Neonatal (Newborn) Jaundice


Jaundice in newborn babies is common and is often not a serious medical problem. However, severe jaundice may lead to cerebral palsy, deafness and mental retardation. Fortunately, these complications are rare with the availability of effective treatment for babies who develop significant jaundice, and with close follow-up checks after discharge from the hospital.

In talking to parents, the same questions are often asked about jaundice.

1. Does my baby have jaundice?

This is one of the commonest questions asked by parents who have a newborn baby. Jaundice usually appears on the third day of life and tends to peak around the fifth day. Therefore, when babies are discharged on the third day, the doctor should review them a few days later. It is not advisable to delay the follow-up check by more than a week.

2. What is jaundice?

Jaundice is a yellowish discoloration of the skin caused by excessive bilirubin in the body. Bilirubin is a substance formed by the breakdown of red blood cells, and the liver gets rid of the bilirubin pigment via the stool. In newborn babies however, more bilirubin is produced compared to the amount excreted, resulting in the accumulation of bilirubin in the blood.

Although we can tell that a baby is jaundiced by looking at the skin, a blood test may be necessary to decide if treatment is necessary.

3. Why does my baby have jaundice? Will my baby develop jaundice?

Jaundice is more frequent in Chinese babies as compared to Caucasian babies. It is also common in babies who are born premature, have blood groups that are incompatible with their mothers’, suffer from excessive bruising, or those with G6PD (a type of enzyme normally present in red blood cells) deficiency.

It is not possible to predict which baby will develop jaundice. Therefore, it is important for the doctor to see the baby a few days after discharge.

4. How do I tell if my baby has jaundice?

Very often, parents look at their baby’s eyes for jaundice. However, it is difficult to tell if a baby is jaundiced by looking at the eyes because the baby’s eyes are often closed. Jaundice first appears around the nose and face, and progresses downwards to the rest of the body as it worsens.

5. What are the symptoms of jaundice?

“The baby looks yellow!” That is the most obvious and only symptom in almost all babies. They usually feed well and appear normal in behaviour.

6. What can I do to prevent jaundice?

Regular feeding with formula or breast milk helps with the excretion of jaundice in the stools. Water or glucose feeds does not help in reducing jaundice.

7. Is there any food I should avoid? Can I continue breastfeeding?

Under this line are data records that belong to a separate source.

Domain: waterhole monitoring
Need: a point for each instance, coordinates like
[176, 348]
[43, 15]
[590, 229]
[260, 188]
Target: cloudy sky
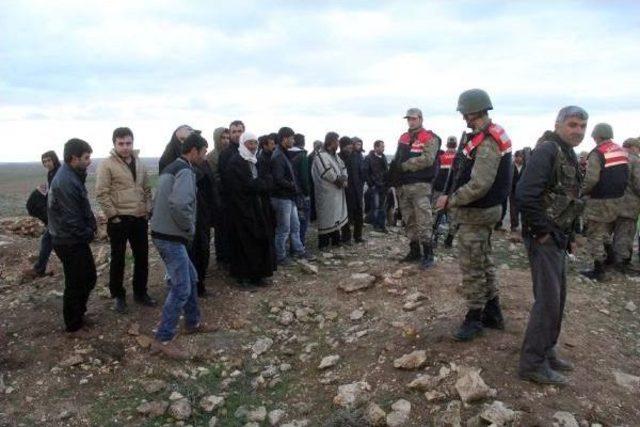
[82, 68]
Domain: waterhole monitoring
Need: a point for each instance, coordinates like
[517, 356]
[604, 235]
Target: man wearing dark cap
[416, 160]
[604, 183]
[548, 195]
[624, 230]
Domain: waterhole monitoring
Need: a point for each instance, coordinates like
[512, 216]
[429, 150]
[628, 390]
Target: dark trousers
[133, 230]
[45, 251]
[514, 212]
[79, 280]
[200, 252]
[548, 272]
[329, 238]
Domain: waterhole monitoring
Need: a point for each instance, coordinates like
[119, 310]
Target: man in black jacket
[283, 200]
[375, 173]
[72, 226]
[548, 196]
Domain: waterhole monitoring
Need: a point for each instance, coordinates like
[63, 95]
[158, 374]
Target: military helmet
[473, 101]
[602, 130]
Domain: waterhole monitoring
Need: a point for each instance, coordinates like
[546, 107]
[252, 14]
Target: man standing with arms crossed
[124, 195]
[480, 183]
[416, 160]
[548, 196]
[72, 226]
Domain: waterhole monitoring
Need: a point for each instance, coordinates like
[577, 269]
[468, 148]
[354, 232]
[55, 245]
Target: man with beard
[353, 192]
[124, 195]
[72, 226]
[172, 150]
[548, 196]
[236, 128]
[479, 185]
[416, 160]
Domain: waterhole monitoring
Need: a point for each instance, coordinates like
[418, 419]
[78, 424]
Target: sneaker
[285, 262]
[561, 365]
[119, 305]
[146, 301]
[170, 349]
[201, 328]
[544, 376]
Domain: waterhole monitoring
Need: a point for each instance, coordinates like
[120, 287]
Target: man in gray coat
[172, 230]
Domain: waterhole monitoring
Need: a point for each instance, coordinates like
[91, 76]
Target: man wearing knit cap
[628, 210]
[604, 183]
[416, 160]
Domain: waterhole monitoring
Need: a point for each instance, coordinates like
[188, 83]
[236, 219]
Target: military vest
[561, 197]
[411, 144]
[614, 172]
[499, 190]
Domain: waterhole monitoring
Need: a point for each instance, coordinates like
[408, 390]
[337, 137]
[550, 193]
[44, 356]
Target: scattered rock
[154, 408]
[257, 415]
[356, 282]
[450, 416]
[275, 417]
[73, 360]
[286, 318]
[351, 395]
[498, 414]
[413, 360]
[154, 386]
[630, 382]
[329, 361]
[211, 403]
[180, 409]
[400, 414]
[424, 382]
[175, 396]
[262, 345]
[564, 419]
[356, 314]
[374, 415]
[471, 387]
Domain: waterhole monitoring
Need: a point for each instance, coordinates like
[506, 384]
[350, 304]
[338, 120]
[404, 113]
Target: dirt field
[49, 379]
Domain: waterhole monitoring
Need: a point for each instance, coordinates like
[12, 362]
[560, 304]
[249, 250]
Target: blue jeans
[287, 226]
[46, 246]
[182, 283]
[305, 219]
[378, 206]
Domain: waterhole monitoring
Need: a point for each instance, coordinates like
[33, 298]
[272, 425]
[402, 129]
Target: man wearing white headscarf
[250, 225]
[329, 179]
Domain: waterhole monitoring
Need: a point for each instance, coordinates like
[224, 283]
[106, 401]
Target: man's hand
[441, 203]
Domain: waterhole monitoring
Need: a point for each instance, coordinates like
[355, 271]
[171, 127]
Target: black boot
[492, 314]
[428, 260]
[611, 255]
[471, 327]
[448, 242]
[414, 253]
[597, 273]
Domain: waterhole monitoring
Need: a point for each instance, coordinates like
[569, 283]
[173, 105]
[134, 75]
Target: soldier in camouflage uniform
[416, 159]
[480, 182]
[625, 227]
[548, 195]
[604, 183]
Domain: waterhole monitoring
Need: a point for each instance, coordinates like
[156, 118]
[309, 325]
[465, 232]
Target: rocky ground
[352, 339]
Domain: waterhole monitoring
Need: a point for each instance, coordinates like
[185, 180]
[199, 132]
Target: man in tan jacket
[124, 195]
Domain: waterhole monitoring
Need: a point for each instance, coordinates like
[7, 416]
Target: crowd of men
[261, 193]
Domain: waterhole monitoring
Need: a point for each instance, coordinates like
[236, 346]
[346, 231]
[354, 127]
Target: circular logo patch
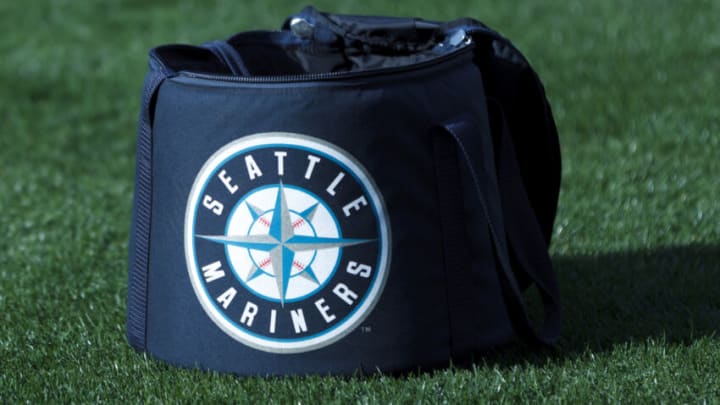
[287, 241]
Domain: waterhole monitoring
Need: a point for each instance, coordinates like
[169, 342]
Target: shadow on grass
[668, 294]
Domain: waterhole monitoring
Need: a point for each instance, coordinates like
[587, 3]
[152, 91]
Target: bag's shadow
[670, 294]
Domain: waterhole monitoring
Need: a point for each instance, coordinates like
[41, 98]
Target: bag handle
[505, 206]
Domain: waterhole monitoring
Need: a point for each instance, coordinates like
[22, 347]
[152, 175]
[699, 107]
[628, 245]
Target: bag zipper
[465, 46]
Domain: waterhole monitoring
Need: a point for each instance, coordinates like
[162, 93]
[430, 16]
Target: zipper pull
[301, 27]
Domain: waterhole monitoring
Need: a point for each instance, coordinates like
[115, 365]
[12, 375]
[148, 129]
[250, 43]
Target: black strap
[142, 206]
[476, 148]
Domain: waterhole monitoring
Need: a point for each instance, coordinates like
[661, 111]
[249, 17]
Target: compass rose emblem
[287, 242]
[281, 244]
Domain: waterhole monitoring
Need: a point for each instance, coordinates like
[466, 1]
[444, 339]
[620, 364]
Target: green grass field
[636, 95]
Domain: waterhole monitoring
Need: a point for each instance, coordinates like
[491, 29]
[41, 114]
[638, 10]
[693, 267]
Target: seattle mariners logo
[287, 242]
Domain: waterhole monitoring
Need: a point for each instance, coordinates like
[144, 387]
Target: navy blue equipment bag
[349, 193]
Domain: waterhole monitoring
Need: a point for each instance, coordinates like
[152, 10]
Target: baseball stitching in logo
[287, 242]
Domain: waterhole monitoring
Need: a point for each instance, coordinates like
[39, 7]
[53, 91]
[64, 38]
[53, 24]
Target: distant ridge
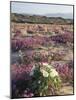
[39, 19]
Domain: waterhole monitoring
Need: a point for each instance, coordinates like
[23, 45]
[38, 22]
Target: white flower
[53, 73]
[45, 73]
[47, 65]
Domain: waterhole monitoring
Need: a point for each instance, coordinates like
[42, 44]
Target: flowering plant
[46, 80]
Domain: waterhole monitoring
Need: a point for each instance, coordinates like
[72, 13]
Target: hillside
[24, 18]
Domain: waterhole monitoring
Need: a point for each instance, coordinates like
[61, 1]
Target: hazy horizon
[65, 11]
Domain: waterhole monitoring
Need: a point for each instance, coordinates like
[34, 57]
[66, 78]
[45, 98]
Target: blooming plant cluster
[46, 80]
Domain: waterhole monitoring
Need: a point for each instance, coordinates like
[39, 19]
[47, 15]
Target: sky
[35, 8]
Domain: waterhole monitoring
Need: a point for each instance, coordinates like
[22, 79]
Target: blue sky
[33, 8]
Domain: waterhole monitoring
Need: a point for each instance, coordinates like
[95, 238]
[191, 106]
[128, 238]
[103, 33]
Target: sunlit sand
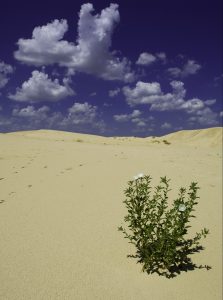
[61, 199]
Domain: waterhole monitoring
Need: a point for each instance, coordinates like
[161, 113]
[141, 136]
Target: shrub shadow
[174, 270]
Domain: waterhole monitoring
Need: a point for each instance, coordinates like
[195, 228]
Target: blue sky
[122, 68]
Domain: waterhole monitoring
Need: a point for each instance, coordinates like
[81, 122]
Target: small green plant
[158, 232]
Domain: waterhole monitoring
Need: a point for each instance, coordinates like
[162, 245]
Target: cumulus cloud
[210, 102]
[166, 125]
[143, 93]
[90, 53]
[151, 94]
[113, 93]
[161, 56]
[146, 59]
[5, 71]
[134, 117]
[190, 68]
[205, 117]
[31, 112]
[83, 114]
[40, 87]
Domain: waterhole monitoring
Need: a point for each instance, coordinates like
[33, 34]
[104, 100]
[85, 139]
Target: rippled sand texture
[61, 203]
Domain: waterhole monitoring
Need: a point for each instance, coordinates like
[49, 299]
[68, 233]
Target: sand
[61, 203]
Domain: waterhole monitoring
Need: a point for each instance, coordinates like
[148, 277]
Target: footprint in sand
[11, 193]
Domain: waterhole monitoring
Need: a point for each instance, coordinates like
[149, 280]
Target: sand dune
[61, 199]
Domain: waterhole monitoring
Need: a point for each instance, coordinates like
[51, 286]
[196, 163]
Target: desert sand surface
[61, 199]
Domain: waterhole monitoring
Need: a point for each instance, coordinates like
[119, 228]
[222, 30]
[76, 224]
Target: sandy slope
[61, 202]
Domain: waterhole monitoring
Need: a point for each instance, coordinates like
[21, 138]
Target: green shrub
[158, 232]
[166, 142]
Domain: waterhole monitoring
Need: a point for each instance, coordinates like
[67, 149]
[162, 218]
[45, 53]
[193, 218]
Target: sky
[123, 68]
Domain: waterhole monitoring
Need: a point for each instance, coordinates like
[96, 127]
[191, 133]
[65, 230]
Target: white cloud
[150, 93]
[146, 59]
[143, 93]
[205, 117]
[113, 93]
[134, 117]
[166, 125]
[40, 87]
[190, 68]
[161, 56]
[89, 54]
[126, 117]
[31, 112]
[5, 71]
[80, 114]
[210, 102]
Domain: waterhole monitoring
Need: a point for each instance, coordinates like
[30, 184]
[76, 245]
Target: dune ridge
[209, 137]
[61, 199]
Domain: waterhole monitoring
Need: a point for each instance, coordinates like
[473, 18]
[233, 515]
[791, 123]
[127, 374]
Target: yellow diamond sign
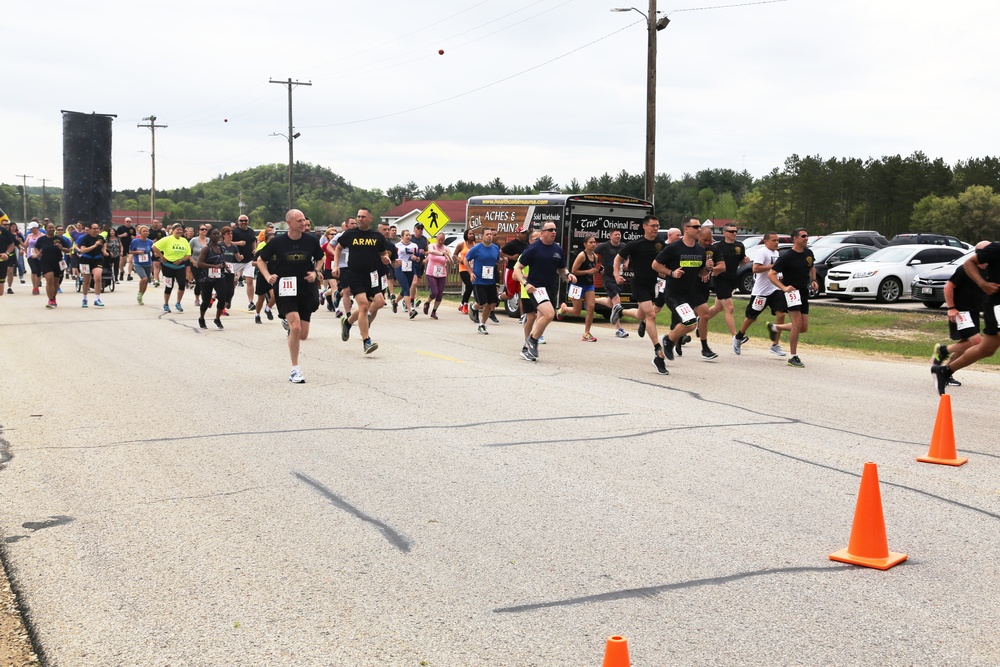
[433, 219]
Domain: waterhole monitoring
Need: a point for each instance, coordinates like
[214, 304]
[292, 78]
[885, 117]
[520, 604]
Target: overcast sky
[524, 88]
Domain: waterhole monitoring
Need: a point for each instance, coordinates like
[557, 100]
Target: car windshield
[890, 254]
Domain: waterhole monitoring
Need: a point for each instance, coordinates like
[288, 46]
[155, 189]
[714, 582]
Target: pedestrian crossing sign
[433, 219]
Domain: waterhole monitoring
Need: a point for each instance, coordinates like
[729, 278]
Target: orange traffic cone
[868, 545]
[943, 439]
[616, 653]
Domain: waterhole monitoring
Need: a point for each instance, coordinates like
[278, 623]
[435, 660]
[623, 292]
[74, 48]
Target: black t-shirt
[366, 248]
[967, 295]
[543, 262]
[51, 249]
[640, 255]
[249, 239]
[607, 253]
[678, 255]
[292, 257]
[730, 253]
[990, 256]
[795, 269]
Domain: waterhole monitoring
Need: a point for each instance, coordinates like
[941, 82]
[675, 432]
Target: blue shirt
[481, 256]
[545, 262]
[147, 249]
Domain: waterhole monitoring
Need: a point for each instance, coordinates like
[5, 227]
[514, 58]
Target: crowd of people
[358, 270]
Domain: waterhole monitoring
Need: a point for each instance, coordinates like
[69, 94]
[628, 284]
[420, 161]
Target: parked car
[886, 274]
[928, 286]
[829, 256]
[863, 237]
[926, 239]
[745, 275]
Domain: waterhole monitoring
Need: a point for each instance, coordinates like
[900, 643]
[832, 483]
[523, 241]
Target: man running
[763, 294]
[298, 266]
[369, 254]
[988, 280]
[545, 260]
[798, 273]
[685, 265]
[607, 251]
[484, 263]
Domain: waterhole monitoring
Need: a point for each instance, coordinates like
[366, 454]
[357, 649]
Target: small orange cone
[868, 546]
[943, 439]
[616, 653]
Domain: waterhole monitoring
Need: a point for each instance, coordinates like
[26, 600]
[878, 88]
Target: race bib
[288, 286]
[686, 313]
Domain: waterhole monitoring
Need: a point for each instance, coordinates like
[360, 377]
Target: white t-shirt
[762, 285]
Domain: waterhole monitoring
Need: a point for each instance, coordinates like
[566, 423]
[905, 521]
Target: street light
[652, 26]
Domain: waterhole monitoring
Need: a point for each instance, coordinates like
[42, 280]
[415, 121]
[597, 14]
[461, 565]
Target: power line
[476, 90]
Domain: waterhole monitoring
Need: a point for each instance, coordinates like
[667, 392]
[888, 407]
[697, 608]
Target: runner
[685, 265]
[369, 251]
[212, 277]
[546, 260]
[988, 280]
[965, 299]
[438, 259]
[483, 261]
[647, 286]
[90, 249]
[763, 294]
[246, 242]
[798, 274]
[607, 251]
[298, 264]
[461, 250]
[48, 251]
[173, 253]
[585, 266]
[141, 251]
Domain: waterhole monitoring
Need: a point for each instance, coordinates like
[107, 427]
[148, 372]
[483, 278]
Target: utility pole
[291, 137]
[151, 124]
[24, 197]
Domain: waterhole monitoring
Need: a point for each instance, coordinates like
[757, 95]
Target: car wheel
[512, 305]
[889, 290]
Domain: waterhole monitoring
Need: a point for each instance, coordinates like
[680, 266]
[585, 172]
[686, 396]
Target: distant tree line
[891, 195]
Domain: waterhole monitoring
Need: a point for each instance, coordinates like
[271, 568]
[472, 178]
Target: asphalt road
[172, 499]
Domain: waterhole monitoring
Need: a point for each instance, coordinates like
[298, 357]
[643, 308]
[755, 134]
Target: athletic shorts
[305, 303]
[782, 304]
[770, 300]
[244, 269]
[723, 288]
[990, 327]
[486, 294]
[968, 332]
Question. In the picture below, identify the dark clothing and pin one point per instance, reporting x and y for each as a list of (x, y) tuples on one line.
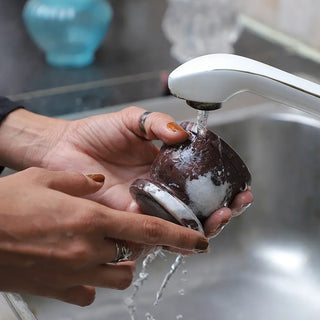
[(7, 106)]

In general, there is no need to restrict the diet of nursing mothers. It is better to avoid herbal preparations. To be safe, you should seek the advice of a doctor or lactation consultant for possible side effects of prescribed medications. It is not necessary to stop breastfeeding in mild or moderate jaundice.

8. Is jaundice dangerous? Is treatment of jaundice really necessary?

Jaundice is dangerous at extremely high levels. Bilirubin (jaundice) is toxic to nerve cells in the developing brain. It can cause cerebral palsy, deafness, and mental retardation. Yes, treatment of jaundice is necessary to prevent it from reaching dangerously high levels.

9. How is jaundice treated? Can it be prevented with medicine? Does fluorescent and sunlight help?

Phototherapy (light treatment) is safe and effective. The baby has to be monitored closely during the treatment. Eye shields are used to protect the baby’s eyes during treatment. Blood exchange transfusion is only performed if the jaundice is very severe, and is not responding to phototherapy.

Medication to prevent jaundice exists, but it is not available for routine treatment yet.

Normal fluorescent lights at home is not effective treatment, and there is also no scientific proof to show that sunlight is effective in the treatment of jaundice.

10. Will the jaundice recur?

The short answer is no. In most babies, jaundice resolves after 1 or 2 weeks and does not recur. Breast fed babies may have jaundice that can persist for up to 10 weeks.

All babies need follow-up medical checks until the jaundice resolves. Persistent jaundice may be a sign of hepatitis or liver disease. Pale or beige coloured stools are abnormal and must be reviewed by the doctor as soon as possible.

And there you have it – all you ever wanted to know about jaundice!